In any case - you can define it however you wish - but as a user, I 
expect "rename commit plus file content commit" to be equally mergeable 
to both another branch and the local workspace. One day. :-)

Thanks,
mark

-- 
Mark Mielke<ma...@mielke.cc>

Re: Rename tracking [was: Presentation for Berlin 10-13 June - "The future of merging with Subversion"]

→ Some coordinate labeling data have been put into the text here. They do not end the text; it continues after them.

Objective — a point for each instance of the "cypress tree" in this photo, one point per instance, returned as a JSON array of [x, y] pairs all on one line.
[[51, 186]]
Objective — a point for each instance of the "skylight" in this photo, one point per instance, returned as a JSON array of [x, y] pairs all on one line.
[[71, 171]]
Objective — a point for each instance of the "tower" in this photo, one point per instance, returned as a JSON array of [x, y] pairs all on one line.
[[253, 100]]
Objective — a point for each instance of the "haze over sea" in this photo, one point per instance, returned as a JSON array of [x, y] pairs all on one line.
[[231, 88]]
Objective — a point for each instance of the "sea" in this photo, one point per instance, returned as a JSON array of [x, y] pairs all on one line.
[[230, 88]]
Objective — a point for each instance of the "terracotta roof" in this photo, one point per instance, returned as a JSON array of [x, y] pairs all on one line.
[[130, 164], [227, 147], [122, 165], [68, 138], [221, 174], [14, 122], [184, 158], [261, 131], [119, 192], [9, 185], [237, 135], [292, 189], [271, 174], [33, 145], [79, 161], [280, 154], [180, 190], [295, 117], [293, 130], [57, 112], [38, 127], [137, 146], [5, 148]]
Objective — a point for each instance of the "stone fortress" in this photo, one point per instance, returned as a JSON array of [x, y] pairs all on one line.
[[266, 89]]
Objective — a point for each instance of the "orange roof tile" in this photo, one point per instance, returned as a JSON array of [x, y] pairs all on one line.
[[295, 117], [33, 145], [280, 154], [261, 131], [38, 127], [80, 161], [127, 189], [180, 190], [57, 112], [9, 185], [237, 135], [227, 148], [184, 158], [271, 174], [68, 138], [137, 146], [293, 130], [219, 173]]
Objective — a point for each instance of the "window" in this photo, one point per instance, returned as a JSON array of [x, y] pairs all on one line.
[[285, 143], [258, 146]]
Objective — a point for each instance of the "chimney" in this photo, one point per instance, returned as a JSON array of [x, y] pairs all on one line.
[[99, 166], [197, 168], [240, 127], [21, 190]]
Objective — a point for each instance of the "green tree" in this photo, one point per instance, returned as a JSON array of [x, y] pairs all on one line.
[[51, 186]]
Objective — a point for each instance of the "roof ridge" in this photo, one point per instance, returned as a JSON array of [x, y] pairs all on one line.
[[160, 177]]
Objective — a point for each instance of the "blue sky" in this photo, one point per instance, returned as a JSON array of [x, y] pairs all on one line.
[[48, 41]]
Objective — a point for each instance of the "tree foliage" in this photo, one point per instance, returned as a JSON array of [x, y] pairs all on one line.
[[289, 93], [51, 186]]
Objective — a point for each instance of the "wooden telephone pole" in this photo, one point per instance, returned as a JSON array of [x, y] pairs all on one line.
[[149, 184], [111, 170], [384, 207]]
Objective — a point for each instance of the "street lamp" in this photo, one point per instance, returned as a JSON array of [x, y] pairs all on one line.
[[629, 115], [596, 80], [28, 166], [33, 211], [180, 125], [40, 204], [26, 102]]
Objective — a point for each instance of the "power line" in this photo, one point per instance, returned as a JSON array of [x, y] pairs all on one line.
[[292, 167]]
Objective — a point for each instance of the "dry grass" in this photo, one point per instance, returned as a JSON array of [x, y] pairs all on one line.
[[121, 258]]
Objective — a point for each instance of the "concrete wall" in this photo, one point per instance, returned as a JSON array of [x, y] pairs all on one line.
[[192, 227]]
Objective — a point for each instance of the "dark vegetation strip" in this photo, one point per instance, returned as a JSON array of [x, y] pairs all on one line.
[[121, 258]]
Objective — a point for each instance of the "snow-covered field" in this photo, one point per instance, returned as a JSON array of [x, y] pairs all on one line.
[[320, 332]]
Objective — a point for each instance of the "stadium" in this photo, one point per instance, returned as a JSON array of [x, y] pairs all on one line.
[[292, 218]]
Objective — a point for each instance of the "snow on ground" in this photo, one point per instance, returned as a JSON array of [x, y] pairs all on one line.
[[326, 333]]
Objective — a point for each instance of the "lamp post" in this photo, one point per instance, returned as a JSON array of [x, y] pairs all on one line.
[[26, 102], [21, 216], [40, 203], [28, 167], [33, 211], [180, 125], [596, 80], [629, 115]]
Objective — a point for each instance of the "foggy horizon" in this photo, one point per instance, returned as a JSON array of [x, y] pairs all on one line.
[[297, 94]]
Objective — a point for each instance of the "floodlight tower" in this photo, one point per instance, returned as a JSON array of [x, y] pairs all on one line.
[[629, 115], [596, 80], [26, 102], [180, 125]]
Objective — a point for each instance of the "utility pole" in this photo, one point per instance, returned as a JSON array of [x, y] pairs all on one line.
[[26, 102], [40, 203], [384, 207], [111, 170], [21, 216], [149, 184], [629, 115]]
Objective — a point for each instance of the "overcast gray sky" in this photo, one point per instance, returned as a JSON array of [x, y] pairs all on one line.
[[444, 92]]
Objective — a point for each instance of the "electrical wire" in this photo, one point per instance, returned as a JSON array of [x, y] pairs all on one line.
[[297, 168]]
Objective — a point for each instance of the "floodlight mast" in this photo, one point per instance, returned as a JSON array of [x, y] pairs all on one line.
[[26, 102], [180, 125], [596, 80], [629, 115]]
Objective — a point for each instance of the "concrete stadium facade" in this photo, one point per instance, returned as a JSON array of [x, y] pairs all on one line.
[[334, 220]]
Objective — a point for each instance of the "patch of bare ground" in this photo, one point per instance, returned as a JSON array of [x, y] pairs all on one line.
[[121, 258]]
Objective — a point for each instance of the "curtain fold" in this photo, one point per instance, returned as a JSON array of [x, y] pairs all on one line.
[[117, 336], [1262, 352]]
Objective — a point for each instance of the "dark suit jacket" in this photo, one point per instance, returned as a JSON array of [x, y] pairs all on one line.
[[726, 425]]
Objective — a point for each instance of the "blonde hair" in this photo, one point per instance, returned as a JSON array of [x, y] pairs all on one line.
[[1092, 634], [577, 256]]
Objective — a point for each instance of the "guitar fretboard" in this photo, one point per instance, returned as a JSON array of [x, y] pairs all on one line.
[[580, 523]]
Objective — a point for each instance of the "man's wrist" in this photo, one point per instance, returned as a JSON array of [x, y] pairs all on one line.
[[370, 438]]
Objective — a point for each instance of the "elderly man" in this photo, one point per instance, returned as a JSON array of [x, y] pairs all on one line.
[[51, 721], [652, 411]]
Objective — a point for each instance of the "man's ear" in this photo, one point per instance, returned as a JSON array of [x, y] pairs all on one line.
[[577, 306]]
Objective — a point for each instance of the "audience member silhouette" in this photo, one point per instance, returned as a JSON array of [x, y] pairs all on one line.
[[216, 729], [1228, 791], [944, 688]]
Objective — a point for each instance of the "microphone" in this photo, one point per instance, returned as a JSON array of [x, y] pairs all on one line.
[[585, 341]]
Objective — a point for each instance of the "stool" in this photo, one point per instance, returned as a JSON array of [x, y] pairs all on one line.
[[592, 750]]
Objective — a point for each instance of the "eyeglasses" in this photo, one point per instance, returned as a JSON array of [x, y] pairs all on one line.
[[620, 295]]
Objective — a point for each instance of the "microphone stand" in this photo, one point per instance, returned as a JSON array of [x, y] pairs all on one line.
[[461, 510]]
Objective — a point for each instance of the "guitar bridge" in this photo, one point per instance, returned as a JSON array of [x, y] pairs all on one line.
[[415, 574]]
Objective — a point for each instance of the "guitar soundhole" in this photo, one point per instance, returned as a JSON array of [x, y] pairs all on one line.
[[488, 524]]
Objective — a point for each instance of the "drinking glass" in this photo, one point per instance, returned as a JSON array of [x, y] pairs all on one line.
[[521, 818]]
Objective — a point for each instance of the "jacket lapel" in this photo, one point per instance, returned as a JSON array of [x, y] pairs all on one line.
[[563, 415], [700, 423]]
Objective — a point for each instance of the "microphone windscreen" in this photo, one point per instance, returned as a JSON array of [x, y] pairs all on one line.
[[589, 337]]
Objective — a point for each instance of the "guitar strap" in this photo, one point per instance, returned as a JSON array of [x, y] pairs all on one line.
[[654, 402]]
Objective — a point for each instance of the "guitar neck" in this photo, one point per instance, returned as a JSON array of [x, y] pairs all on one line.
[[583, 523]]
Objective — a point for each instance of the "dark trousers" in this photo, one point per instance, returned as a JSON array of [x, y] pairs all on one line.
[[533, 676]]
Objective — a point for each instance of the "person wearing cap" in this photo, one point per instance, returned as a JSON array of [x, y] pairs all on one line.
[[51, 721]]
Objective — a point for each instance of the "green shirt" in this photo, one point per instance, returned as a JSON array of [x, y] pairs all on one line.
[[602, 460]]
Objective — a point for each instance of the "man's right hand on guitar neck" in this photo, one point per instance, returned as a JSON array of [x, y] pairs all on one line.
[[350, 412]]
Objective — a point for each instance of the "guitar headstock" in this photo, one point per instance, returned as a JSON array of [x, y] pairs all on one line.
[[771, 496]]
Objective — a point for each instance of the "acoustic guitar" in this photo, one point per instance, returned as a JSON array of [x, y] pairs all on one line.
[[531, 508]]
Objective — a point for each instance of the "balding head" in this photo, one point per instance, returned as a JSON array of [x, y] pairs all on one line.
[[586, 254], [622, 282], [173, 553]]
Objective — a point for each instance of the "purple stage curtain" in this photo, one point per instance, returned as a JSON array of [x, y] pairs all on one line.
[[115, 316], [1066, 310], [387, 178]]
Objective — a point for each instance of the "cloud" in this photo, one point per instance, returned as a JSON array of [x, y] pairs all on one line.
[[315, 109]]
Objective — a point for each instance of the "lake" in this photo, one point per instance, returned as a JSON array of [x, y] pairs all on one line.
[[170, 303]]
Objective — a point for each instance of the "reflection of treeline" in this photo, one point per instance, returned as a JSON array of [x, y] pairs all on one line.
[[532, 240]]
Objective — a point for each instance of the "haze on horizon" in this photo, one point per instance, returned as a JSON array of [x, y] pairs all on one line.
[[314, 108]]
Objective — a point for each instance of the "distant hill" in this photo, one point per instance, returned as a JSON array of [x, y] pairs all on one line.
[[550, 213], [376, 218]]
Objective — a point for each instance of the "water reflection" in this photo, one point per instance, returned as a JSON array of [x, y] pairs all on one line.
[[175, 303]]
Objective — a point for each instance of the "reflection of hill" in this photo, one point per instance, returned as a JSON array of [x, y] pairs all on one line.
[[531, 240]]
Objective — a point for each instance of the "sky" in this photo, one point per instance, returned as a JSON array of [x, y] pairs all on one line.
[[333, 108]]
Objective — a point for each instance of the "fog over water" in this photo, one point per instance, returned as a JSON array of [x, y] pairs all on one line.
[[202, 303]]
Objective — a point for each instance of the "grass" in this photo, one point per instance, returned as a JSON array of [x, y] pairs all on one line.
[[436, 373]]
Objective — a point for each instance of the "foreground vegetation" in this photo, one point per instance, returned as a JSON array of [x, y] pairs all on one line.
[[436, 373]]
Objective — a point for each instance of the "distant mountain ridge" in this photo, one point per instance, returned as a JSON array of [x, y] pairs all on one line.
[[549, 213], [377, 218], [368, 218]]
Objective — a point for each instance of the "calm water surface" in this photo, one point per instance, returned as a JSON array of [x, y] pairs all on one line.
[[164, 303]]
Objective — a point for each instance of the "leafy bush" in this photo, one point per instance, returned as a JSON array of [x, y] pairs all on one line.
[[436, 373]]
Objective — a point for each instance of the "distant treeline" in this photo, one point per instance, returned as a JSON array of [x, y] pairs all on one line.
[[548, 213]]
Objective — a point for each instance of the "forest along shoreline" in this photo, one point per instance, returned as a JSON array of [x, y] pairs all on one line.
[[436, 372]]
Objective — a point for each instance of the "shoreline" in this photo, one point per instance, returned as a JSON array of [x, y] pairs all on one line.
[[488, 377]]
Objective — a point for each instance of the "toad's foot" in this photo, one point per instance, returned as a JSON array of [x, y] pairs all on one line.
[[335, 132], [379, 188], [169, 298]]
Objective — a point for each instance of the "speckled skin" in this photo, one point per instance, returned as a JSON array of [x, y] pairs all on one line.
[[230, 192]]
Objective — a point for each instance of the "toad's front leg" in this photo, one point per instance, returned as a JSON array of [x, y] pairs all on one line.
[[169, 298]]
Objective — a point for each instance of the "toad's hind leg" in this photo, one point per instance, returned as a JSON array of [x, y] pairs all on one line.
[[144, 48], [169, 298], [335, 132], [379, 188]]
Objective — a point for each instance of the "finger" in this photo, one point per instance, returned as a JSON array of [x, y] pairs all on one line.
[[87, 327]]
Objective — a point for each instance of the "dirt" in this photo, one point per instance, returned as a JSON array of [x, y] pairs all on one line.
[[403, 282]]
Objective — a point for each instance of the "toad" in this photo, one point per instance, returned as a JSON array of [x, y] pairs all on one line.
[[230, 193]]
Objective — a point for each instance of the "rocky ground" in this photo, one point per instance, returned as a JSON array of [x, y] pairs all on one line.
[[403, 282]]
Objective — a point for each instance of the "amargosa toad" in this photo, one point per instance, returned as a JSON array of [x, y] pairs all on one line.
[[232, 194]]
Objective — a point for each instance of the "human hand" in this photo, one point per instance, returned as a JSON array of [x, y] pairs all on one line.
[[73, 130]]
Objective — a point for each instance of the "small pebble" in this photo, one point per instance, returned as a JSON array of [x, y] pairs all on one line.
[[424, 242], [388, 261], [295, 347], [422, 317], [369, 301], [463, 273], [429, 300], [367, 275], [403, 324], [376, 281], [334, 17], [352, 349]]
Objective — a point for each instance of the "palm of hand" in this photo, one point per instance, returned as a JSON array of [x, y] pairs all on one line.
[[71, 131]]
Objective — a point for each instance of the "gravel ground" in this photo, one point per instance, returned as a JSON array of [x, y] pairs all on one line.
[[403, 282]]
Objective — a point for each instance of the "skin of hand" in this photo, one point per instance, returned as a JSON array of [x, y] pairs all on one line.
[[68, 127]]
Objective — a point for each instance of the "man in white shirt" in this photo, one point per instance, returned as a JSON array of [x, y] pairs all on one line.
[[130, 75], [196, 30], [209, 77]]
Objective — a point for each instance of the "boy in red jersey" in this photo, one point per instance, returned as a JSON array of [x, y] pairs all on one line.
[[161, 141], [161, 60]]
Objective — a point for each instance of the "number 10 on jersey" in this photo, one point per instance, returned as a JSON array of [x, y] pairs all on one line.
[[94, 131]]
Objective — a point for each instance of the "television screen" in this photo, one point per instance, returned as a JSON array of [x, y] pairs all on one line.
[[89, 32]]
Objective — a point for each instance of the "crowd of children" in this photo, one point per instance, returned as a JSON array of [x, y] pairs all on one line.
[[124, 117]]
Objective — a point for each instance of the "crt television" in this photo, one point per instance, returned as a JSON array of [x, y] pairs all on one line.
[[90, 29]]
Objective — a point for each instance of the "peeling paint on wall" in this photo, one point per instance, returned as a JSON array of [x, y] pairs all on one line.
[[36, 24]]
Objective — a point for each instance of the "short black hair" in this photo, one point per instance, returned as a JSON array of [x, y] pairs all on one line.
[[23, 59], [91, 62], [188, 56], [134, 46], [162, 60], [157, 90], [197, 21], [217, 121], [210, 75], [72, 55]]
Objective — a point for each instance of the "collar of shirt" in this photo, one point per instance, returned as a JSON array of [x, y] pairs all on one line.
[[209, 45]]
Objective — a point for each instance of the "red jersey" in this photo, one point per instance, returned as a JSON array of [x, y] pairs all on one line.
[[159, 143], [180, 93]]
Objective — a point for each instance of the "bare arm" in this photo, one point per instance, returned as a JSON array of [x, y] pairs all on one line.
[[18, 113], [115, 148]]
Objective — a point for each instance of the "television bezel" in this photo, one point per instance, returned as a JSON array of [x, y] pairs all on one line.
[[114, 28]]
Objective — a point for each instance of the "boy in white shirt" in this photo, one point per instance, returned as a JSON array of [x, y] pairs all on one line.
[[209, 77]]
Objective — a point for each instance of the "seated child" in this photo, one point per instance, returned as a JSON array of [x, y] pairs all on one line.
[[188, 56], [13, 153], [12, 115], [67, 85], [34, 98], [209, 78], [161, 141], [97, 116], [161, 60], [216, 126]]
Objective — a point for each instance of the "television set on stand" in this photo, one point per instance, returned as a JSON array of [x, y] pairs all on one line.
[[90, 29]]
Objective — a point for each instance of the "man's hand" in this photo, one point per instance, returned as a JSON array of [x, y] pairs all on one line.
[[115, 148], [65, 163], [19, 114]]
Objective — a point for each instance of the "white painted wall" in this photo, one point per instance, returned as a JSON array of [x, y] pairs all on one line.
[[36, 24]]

Posted by Julian Foad <ju...@wandisco.com>.
Johan Corveleyn wrote:
> On Fri, May 28, 2010 at 2:11 PM, Stefan Sperling <st...@elego.de> wrote:
> > On Fri, May 28, 2010 at 02:07:15PM +0200, Stefan Sperling wrote:
> >> Please consider taking a very good look at how Mercurial handles copies
> >> when merging.
> >
> > And BTW, a rename in Mercurial is also a copy+delete.
> > That's why I think what they are doing is quite relevant to us.
> 
> Please don't reduce the issue of "rename tracking" (or whatever you
> want to call it) to merging. It's just as relevant for updating (cf.
> tree conflicts of "local edit, incoming delete" and "local delete,
> incoming edit", etc., which you can just as easily get with a normal
> update). When there is proper rename tracking, I fully expect these
> kinds of tree conflicts to be resolvable automatically (most of the
> time). Whether it's a merge or a regular update.
> 
> Unless you consider an update a special kind of merge. However, I
> don't think that's the case in the mind of users (at least in my head,
> as a user, the two are quite different, I use them in totally
> different contexts). That's why I think "Branch-relative renames" is
> not such a good term. It couples the rename issue to
> branching/merging... It's more than that.

Yup, I am certainly not forgetting updates.  Thanks for pointing out
that terminology like "branch-relative" may be misleading.